The people most affected aren't in the room. Users with low vision who encounter false-passing color combinations daily had no structured role in the WCAG revision process. The people best positioned to identify where the standard was failing — because they lived with the failures — had no reliable mechanism to flag when the standard was wrong.
The same structural gap exists in AI safety governance. The populations most likely to encounter AI agent failures in high-stakes contexts — people with disabilities who depend on agents as accommodation tools, people who interact with government services by necessity, people for whom a miscalibrated system means a denied benefit or a missed medical alert — are not the ones defining what alignment looks like. Their failure modes tend to surface as edge cases rather than primary design criteria, if they surface at all.
What to Do Differently
Standards are necessary. They're also machinery, and machinery has inertia. The question isn't whether to have AI safety standards — it's how to build them so they can stay true to their purpose as the problem space evolves.

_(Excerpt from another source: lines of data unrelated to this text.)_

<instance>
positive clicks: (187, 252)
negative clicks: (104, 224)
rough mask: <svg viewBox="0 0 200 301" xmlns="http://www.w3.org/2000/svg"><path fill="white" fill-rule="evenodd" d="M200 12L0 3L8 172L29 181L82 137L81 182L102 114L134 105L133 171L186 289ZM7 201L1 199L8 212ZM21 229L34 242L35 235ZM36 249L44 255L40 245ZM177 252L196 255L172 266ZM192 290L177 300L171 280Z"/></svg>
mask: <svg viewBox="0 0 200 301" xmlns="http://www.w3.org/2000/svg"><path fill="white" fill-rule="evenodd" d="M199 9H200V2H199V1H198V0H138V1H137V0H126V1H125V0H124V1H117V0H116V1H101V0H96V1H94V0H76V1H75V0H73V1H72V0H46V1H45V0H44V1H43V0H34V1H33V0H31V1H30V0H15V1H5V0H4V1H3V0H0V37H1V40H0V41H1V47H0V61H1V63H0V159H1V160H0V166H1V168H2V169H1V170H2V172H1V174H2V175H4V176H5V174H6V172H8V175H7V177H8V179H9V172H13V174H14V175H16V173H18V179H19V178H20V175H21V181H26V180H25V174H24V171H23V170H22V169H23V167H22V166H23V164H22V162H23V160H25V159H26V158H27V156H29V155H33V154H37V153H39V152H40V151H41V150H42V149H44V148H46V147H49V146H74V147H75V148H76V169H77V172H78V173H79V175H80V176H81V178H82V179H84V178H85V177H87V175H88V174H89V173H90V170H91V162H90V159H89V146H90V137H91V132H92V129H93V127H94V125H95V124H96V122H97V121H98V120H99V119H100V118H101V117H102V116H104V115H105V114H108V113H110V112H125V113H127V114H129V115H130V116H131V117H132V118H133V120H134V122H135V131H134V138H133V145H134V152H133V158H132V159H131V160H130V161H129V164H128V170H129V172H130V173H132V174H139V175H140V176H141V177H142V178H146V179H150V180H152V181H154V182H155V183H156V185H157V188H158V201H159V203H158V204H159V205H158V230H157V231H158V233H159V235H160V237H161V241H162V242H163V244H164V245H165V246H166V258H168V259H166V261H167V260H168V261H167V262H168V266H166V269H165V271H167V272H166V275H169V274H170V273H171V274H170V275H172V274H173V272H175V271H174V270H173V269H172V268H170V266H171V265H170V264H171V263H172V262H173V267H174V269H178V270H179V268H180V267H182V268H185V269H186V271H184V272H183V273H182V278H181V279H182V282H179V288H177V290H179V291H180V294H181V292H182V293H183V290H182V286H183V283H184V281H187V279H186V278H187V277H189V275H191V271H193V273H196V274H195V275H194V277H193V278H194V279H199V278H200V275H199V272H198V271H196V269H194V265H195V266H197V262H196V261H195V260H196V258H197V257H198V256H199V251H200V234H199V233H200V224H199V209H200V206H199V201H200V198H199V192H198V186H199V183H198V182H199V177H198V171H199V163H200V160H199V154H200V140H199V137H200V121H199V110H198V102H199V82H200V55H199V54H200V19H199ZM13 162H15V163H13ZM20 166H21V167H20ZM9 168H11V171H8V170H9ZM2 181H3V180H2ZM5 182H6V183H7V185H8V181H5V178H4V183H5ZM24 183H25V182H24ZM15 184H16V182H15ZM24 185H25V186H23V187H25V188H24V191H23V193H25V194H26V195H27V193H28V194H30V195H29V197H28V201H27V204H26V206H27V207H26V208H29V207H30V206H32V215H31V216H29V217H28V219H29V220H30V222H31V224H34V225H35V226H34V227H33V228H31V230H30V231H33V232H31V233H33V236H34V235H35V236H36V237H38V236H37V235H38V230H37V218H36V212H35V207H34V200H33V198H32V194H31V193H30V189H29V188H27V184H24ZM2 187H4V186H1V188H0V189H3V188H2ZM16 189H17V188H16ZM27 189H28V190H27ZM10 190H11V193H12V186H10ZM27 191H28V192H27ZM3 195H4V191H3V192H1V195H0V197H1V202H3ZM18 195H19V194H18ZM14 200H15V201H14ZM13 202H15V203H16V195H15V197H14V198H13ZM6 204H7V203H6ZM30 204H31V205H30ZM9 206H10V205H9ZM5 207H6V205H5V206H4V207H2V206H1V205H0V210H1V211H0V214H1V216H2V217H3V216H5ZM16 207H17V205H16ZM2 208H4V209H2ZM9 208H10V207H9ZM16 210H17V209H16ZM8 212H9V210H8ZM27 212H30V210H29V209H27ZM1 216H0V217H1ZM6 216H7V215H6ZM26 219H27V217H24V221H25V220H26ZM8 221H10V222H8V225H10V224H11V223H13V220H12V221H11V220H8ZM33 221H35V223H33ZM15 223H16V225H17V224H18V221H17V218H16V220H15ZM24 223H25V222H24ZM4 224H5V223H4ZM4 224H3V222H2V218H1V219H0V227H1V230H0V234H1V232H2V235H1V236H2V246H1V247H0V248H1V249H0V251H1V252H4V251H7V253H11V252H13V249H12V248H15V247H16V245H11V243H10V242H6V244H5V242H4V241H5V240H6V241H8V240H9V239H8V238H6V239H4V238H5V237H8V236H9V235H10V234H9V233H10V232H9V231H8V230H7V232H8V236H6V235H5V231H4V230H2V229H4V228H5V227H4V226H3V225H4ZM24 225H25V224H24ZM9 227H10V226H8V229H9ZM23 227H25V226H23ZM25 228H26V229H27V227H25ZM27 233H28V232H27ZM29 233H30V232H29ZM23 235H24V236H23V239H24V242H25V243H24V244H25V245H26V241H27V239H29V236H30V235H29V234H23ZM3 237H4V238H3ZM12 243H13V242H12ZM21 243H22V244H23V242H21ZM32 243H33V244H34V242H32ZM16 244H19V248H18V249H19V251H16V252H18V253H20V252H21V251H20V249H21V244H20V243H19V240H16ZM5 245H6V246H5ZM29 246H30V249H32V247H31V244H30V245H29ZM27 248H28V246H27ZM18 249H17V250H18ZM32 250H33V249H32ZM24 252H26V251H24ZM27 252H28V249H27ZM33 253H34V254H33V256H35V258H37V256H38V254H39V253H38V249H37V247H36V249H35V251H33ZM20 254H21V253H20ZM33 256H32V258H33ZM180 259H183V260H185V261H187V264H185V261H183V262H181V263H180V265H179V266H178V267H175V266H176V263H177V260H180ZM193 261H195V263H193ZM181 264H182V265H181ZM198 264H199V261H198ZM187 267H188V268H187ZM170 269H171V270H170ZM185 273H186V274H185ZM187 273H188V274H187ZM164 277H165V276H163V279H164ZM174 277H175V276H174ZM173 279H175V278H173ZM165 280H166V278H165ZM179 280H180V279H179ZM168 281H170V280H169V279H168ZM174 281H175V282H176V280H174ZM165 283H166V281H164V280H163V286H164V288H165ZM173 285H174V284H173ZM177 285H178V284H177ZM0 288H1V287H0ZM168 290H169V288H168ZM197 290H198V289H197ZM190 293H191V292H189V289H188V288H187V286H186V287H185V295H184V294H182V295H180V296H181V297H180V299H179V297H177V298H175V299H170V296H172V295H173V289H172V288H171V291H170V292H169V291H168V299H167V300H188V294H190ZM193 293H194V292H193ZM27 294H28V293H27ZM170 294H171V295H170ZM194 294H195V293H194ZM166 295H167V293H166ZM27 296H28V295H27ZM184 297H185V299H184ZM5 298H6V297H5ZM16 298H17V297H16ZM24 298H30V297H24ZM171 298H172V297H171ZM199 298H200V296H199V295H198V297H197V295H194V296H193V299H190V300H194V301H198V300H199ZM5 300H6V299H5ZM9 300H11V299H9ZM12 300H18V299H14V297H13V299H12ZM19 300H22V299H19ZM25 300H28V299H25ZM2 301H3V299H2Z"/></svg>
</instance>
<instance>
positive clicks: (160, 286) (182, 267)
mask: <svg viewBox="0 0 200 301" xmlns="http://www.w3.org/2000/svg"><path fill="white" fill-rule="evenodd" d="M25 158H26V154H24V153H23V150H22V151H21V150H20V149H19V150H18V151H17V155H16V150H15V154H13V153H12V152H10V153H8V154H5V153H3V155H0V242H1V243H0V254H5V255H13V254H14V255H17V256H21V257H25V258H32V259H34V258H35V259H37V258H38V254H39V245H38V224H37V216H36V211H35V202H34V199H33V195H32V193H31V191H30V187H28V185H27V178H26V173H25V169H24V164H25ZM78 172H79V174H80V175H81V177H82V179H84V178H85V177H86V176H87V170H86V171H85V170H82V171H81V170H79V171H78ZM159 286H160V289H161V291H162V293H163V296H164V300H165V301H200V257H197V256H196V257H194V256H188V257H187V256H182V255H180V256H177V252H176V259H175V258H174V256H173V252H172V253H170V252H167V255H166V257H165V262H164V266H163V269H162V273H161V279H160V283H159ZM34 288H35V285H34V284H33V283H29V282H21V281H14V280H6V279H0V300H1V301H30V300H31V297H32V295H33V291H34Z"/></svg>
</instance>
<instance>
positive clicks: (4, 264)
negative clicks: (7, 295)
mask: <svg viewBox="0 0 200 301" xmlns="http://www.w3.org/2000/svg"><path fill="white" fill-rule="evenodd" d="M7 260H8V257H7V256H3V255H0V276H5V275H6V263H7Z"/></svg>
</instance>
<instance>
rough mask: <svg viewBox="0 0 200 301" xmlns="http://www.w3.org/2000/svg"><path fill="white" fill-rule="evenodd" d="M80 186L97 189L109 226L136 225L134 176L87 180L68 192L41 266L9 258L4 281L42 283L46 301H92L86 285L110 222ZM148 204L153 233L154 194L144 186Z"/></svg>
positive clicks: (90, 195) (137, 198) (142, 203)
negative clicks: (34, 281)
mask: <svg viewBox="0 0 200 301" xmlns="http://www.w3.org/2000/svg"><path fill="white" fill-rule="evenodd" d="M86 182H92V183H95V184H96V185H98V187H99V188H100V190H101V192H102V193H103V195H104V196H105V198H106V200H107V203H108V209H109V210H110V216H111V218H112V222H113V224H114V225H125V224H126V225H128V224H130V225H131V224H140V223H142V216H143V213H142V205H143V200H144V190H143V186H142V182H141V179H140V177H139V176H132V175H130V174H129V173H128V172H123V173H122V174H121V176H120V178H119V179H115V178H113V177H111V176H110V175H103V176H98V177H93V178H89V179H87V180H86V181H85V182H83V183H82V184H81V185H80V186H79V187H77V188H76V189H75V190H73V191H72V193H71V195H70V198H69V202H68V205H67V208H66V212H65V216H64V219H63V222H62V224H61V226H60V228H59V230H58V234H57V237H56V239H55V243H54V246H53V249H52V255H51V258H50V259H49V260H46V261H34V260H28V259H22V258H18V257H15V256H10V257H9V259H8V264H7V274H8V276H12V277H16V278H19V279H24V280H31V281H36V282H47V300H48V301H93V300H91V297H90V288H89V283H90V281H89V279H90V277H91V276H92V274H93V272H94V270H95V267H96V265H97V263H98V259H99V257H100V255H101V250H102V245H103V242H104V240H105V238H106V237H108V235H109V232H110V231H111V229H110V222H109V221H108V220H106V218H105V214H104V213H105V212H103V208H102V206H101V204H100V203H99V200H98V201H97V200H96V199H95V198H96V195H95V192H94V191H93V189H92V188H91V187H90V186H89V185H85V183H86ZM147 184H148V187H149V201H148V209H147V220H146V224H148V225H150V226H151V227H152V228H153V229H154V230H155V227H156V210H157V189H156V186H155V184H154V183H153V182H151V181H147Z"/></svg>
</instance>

The first structural gap the accessibility case reveals is the absence of built-in revision mechanisms. WCAG has no native process for incorporating better evidence once the standard embeds — APCA still isn't the standard. The Contrast Chaser experience shows how it operates at the organizational level: even adopting APCA within a single organization required navigating those same layers simultaneously — none of which were designed with revision in mind. At the standards level, those layers likely multiply. AI safety evaluation frameworks are early enough that revision mechanisms can be designed in rather than retrofitted later. Sunset clauses. Named processes for when a benchmark suite is superseded by better evidence. They're currently absent.

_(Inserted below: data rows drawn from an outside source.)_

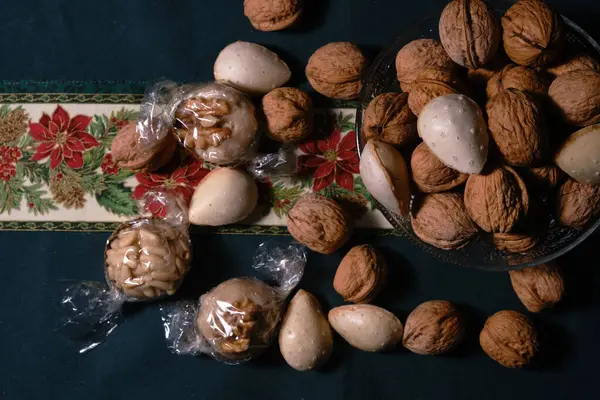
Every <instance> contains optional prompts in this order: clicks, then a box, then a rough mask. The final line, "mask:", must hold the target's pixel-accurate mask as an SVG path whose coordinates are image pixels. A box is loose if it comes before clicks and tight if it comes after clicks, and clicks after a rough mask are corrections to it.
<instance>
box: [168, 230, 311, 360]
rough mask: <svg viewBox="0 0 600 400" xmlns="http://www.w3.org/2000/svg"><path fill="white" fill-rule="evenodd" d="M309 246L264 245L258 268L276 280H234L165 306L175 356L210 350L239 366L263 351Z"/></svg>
mask: <svg viewBox="0 0 600 400" xmlns="http://www.w3.org/2000/svg"><path fill="white" fill-rule="evenodd" d="M305 265H306V250H305V248H304V247H303V246H300V245H297V244H285V245H283V244H275V243H274V242H271V241H267V242H264V243H262V244H261V245H260V246H259V247H258V249H257V251H256V253H255V256H254V261H253V268H254V269H255V270H256V271H257V272H258V273H259V274H260V275H263V276H265V277H266V278H267V280H268V281H270V282H271V283H272V284H271V285H270V284H268V283H266V282H265V281H262V280H259V279H257V278H255V277H244V278H234V279H230V280H228V281H225V282H223V283H221V284H220V285H218V286H216V287H215V288H213V289H211V290H210V291H208V292H207V293H205V294H204V295H202V296H201V297H200V301H199V302H198V303H197V304H195V303H194V302H189V301H188V302H178V303H172V304H164V305H161V314H162V320H163V325H164V328H165V338H166V341H167V345H168V347H169V349H170V350H171V351H172V352H173V353H175V354H189V355H201V354H208V355H210V356H212V357H213V358H215V359H217V360H219V361H222V362H225V363H228V364H238V363H242V362H245V361H248V360H250V359H252V358H254V357H256V356H258V355H260V354H262V353H263V352H264V351H265V350H266V349H267V348H268V347H269V346H270V345H271V344H272V342H273V339H274V338H275V336H276V333H277V328H278V326H279V322H280V320H281V317H282V313H283V309H284V305H285V302H286V299H287V297H288V295H289V294H290V293H291V292H292V291H293V290H294V288H295V287H296V286H297V285H298V283H299V282H300V280H301V278H302V275H303V273H304V267H305Z"/></svg>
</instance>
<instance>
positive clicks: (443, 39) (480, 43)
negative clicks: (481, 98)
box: [439, 0, 500, 68]
mask: <svg viewBox="0 0 600 400" xmlns="http://www.w3.org/2000/svg"><path fill="white" fill-rule="evenodd" d="M439 29H440V40H441V42H442V45H443V46H444V49H446V52H447V53H448V55H449V56H450V58H451V59H452V60H453V61H454V62H455V63H457V64H458V65H462V66H463V67H466V68H479V67H481V66H483V65H484V64H486V63H487V62H488V61H490V59H491V58H492V57H493V56H494V54H495V53H496V50H497V49H498V45H499V44H500V25H499V24H498V22H497V21H496V18H495V16H494V13H493V11H492V10H491V8H490V7H489V6H488V5H487V4H486V3H485V2H483V1H481V0H453V1H451V2H450V3H448V5H447V6H446V8H444V11H443V12H442V16H441V17H440V25H439Z"/></svg>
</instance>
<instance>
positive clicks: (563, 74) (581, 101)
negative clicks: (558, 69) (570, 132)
mask: <svg viewBox="0 0 600 400" xmlns="http://www.w3.org/2000/svg"><path fill="white" fill-rule="evenodd" d="M548 94H549V95H550V98H551V99H552V101H553V102H554V104H555V105H556V106H557V108H558V109H559V110H560V112H561V113H562V116H563V118H564V119H565V120H566V121H567V122H568V123H569V124H571V125H576V126H588V125H593V124H595V123H597V122H600V73H599V72H596V71H592V70H579V71H572V72H567V73H564V74H562V75H560V76H559V77H558V78H556V79H555V80H554V82H552V84H551V85H550V89H548Z"/></svg>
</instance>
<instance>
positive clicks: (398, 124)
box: [363, 0, 600, 253]
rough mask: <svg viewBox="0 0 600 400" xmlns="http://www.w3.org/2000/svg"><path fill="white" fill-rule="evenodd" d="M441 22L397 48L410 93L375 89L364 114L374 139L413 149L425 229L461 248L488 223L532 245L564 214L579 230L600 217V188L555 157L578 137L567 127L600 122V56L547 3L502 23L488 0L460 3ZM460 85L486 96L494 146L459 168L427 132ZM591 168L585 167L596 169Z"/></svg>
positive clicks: (402, 86)
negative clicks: (572, 41)
mask: <svg viewBox="0 0 600 400" xmlns="http://www.w3.org/2000/svg"><path fill="white" fill-rule="evenodd" d="M439 31H440V41H439V42H438V41H436V40H433V39H418V40H415V41H412V42H410V43H408V44H407V45H406V46H404V47H403V48H402V49H401V50H400V51H399V52H398V55H397V58H396V72H397V77H398V81H399V83H400V88H401V89H402V91H403V92H404V93H402V94H398V93H394V94H392V93H384V94H382V95H380V96H378V97H376V98H375V99H374V100H373V101H372V102H371V104H370V105H369V107H368V108H367V109H366V110H365V115H364V121H365V124H364V126H363V135H364V137H365V138H367V139H375V140H381V141H383V142H386V143H389V144H392V145H395V146H397V148H398V149H399V150H401V152H402V153H404V154H407V153H410V154H411V159H410V167H411V177H412V180H413V182H414V186H415V187H416V190H413V193H416V197H415V201H413V204H412V211H411V222H412V227H413V230H414V232H415V234H416V235H417V236H418V237H419V238H420V239H421V240H423V241H424V242H426V243H429V244H431V245H433V246H436V247H438V248H441V249H446V250H452V249H457V248H460V247H463V246H465V245H466V244H468V243H469V242H470V241H472V240H474V239H475V238H477V237H480V233H481V231H483V232H485V237H486V238H487V239H488V240H489V242H490V243H492V244H493V245H494V246H495V247H496V248H497V249H499V250H501V251H505V252H509V253H524V252H528V251H530V250H532V249H534V248H535V247H536V246H537V245H538V244H539V243H541V242H542V241H543V238H544V234H545V233H546V231H547V230H548V228H549V227H550V226H551V224H553V223H554V222H553V221H556V222H558V223H560V224H562V225H564V226H567V227H570V228H575V229H580V228H584V227H585V226H587V225H588V224H589V223H590V222H591V221H592V220H594V219H596V218H597V217H598V216H600V186H598V185H594V184H593V183H595V182H592V183H591V184H590V181H589V180H587V181H586V182H582V181H581V179H580V181H577V180H576V179H575V178H576V176H575V175H574V174H575V172H576V171H575V170H573V171H571V170H567V168H565V167H564V166H562V165H561V168H562V169H563V170H564V171H562V170H561V169H560V168H558V167H557V165H556V164H555V163H554V162H555V158H556V157H557V156H558V153H559V152H560V149H561V147H564V146H565V143H568V142H569V140H573V139H572V138H573V137H575V136H576V135H573V136H572V138H569V139H568V140H565V139H566V138H567V136H569V135H571V134H572V133H573V132H575V131H577V129H578V128H581V127H587V126H590V125H592V124H595V123H597V122H599V121H600V68H599V65H598V62H597V61H596V60H594V59H593V58H592V57H590V56H589V55H585V54H575V55H573V54H569V53H568V51H567V48H566V47H565V46H564V43H565V30H564V27H563V22H562V19H561V17H560V15H559V14H557V13H556V12H555V11H554V10H553V9H551V8H550V7H549V6H548V5H546V4H545V3H544V2H542V1H540V0H520V1H518V2H517V3H515V4H514V5H513V6H512V7H511V8H510V9H509V10H508V11H507V12H506V13H505V14H504V16H502V18H501V19H500V21H498V20H497V19H496V17H495V15H494V13H493V11H492V10H491V9H490V8H489V6H488V5H487V4H486V3H485V2H483V1H482V0H466V1H459V0H454V1H451V2H450V3H449V4H448V5H447V6H446V8H445V9H444V11H443V13H442V15H441V17H440V22H439ZM454 93H460V94H464V95H466V96H469V97H471V98H472V99H474V100H475V101H477V102H478V104H479V105H480V107H481V109H482V112H483V113H484V115H485V118H486V121H487V127H488V132H489V137H490V150H489V152H488V158H487V162H486V164H485V168H484V170H483V171H482V172H481V173H479V174H471V175H469V174H464V173H461V172H459V171H456V170H454V169H452V168H450V167H449V166H447V165H446V164H444V163H443V162H442V161H441V160H440V159H438V158H437V157H436V156H435V155H434V153H433V152H432V151H431V149H429V148H428V147H427V145H426V144H425V142H421V141H420V140H419V136H418V135H419V134H418V133H417V129H416V126H417V117H418V115H419V114H420V113H421V110H423V108H424V107H425V105H426V104H427V103H428V102H429V101H430V100H432V99H434V98H437V97H440V96H444V95H448V94H454ZM552 118H556V120H553V119H552ZM419 124H420V122H419ZM597 136H598V135H597ZM589 137H591V135H590V136H588V140H589ZM458 139H459V138H457V140H458ZM594 140H596V139H594ZM582 157H583V156H582ZM598 159H600V154H599V155H598ZM598 159H596V161H595V162H596V163H597V164H600V161H598ZM570 162H571V163H573V162H575V163H576V164H577V162H578V160H573V159H572V157H571V160H570ZM582 162H583V161H582ZM557 163H558V161H557ZM589 163H591V161H590V162H589ZM559 164H560V163H559ZM569 165H570V164H569ZM577 165H578V164H577ZM592 167H593V166H592ZM590 168H591V167H590ZM590 168H588V169H587V170H586V169H585V168H584V167H582V169H583V170H585V171H584V172H587V173H588V176H589V175H590V174H592V175H593V174H594V172H593V171H594V170H593V169H592V172H591V173H590V172H589V170H590ZM568 169H571V168H568ZM573 169H575V168H573ZM579 172H581V171H579ZM565 173H566V174H565ZM595 174H596V175H600V173H598V172H595ZM568 175H571V177H569V176H568Z"/></svg>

The second gap is the difference between process compliance and outcome evidence. WCAG compliance is process-based: run the algorithm, report the ratio, clear the threshold. A WCAG-compliant interface can still fail real users — the algorithm reports whether the math cleared the bar, not whether anyone with low vision can actually read the result. The AI safety equivalent is a safety evaluation that reports whether a model cleared its benchmarks — not whether those benchmarks would catch a harmful model. The standard to hold instead: evaluation methods must demonstrate they catch the failure modes they're designed to detect, and that they work for the specific populations at risk, not just the median case.

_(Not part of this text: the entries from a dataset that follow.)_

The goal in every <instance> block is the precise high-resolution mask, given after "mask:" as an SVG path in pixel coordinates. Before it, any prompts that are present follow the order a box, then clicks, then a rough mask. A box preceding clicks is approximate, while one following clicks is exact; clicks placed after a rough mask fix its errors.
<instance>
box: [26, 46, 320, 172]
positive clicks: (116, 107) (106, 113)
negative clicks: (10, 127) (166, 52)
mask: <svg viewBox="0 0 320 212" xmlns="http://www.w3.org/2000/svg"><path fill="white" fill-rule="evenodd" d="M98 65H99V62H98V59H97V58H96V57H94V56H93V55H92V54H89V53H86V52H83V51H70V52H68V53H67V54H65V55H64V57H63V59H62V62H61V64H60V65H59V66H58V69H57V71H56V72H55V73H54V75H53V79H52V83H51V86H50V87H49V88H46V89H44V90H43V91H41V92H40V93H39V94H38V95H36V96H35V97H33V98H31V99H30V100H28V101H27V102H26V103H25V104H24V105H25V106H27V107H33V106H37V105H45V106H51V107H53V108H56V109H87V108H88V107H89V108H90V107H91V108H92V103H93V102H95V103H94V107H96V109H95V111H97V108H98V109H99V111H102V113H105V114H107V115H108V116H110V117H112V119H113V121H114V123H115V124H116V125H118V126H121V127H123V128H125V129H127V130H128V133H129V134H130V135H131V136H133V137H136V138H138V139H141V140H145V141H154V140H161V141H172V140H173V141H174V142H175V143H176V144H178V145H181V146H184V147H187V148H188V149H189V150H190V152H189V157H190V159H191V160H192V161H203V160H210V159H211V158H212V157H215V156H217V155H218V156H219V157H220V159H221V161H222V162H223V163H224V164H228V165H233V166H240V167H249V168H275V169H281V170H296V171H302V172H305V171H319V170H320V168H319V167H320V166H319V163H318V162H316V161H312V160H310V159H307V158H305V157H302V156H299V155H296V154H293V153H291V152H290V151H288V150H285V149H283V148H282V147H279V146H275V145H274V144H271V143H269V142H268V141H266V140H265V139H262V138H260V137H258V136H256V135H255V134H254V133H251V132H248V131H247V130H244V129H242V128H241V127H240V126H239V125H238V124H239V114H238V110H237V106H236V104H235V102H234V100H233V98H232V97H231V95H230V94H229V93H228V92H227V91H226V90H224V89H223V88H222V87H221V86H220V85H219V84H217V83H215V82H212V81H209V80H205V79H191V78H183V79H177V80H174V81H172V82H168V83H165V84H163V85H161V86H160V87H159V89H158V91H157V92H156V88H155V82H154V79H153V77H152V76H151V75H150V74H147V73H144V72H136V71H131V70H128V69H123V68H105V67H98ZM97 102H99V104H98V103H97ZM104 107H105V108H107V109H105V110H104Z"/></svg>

The third gap is structural inclusion. Disability advocates have formally objected to WCAG over failures the standard missed — one objection about cognitive and learning disability gaps drew signatures from over 40 organizations. But comment periods accept input; they don't determine who sits on the working groups that act on it. Those high-stakes populations need structural roles in working groups, not submissions in comment periods. Those are not equivalent forms of participation, and treating them as equivalent is how affected populations end up with a channel into the process but no seat in it. This is what inclusive design looks like applied to the governance layer itself: not accommodating the margin after the standard is set, but ensuring the margin shapes the standard from the start.
The accessibility community spent 25 years learning these lessons reactively. AI safety gets them in advance. The playbook exists. Use it.